Guiding Principle for Minor-Embedding in Simulated-Annealing-Based Ising Machines

TL;DR

This paper introduces a new guiding principle for minor-embedding in simulated-annealing-based Ising machines, improving their ability to solve complex combinatorial optimization problems efficiently.

Contribution

It proposes a statistically-mechanics-based minor-embedding method that outperforms existing methods in simulated annealing for Ising models.

Findings

Proposed ME outperforms existing MEs across benchmarks.

Performance improves notably with high degree variance in logical models.
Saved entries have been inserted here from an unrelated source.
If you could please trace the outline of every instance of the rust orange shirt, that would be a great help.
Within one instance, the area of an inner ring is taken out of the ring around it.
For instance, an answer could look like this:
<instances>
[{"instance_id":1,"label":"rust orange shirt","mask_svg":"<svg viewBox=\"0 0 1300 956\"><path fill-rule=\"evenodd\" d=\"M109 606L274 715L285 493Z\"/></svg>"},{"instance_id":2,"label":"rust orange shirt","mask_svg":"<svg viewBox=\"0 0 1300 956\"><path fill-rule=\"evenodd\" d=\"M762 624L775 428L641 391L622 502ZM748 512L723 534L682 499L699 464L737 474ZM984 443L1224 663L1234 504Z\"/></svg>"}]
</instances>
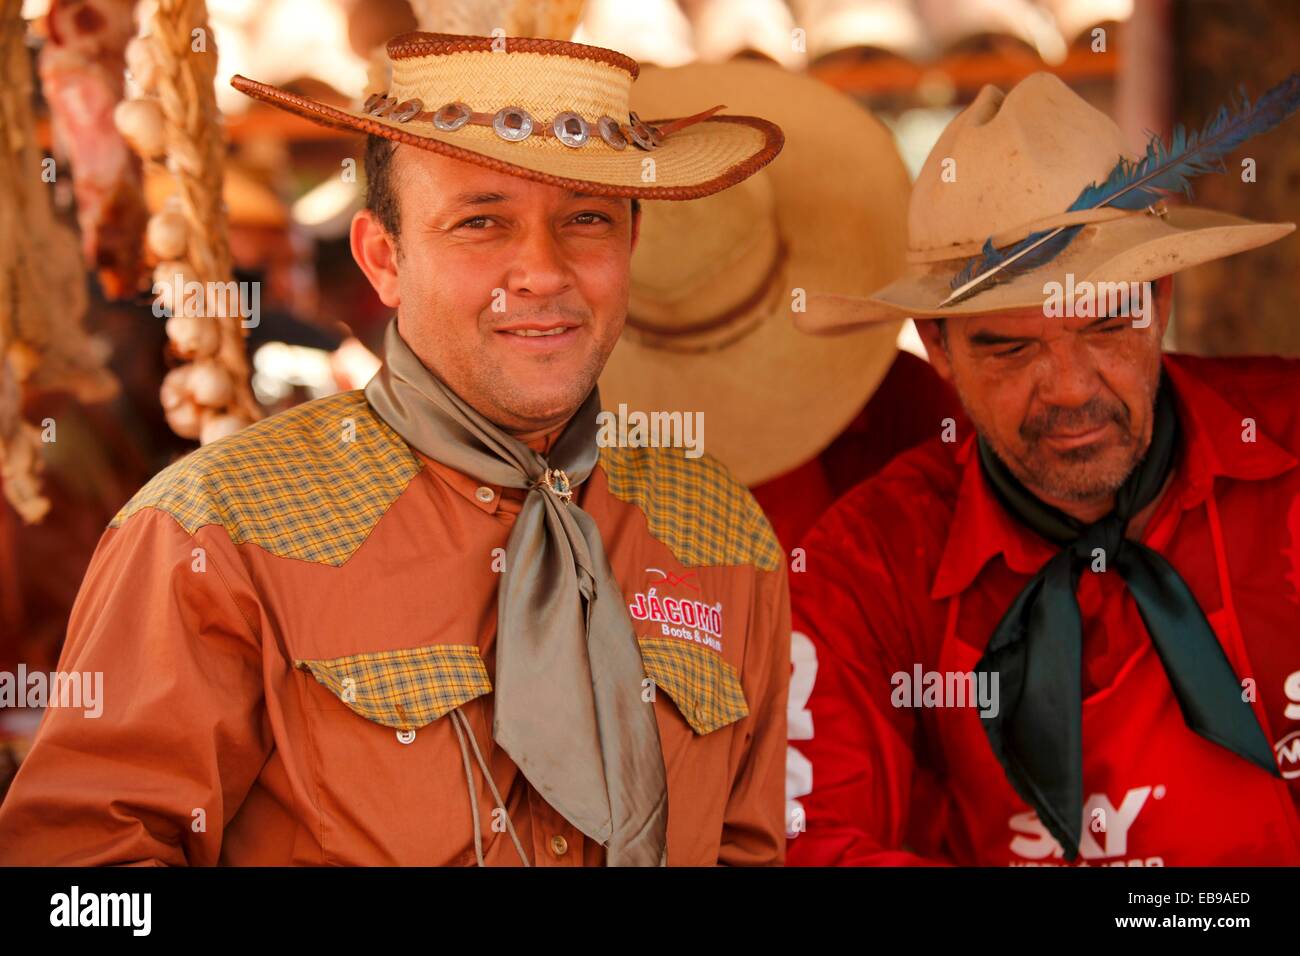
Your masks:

Theoretical basis enhances embedding efficiency and solution quality.

Abstract

We propose a novel type of minor-embedding (ME) in simulated-annealing-based Ising machines. The Ising machines can solve combinatorial optimization problems. Many combinatorial optimization problems are mapped to find the ground (lowest-energy) state of the logical Ising model. When connectivity is restricted on Ising machines, ME is required for mapping from the logical Ising model to a physical Ising model, which corresponds to a specific Ising machine. Herein we discuss the guiding principle of ME design to achieve a high performance in Ising machines. We derive the proposed ME based on a theoretical argument of statistical mechanics. The performance of the proposed ME is compared with two existing types of MEs for different benchmarking problems. Simulated annealing shows that the proposed ME outperforms existing MEs for all benchmarking problems, especially when the distribution of the degree in a logical Ising model has a large standard deviation. This study validates the guiding principle of using statistical mechanics for ME to realize fast and high-precision solvers for combinatorial optimization problems.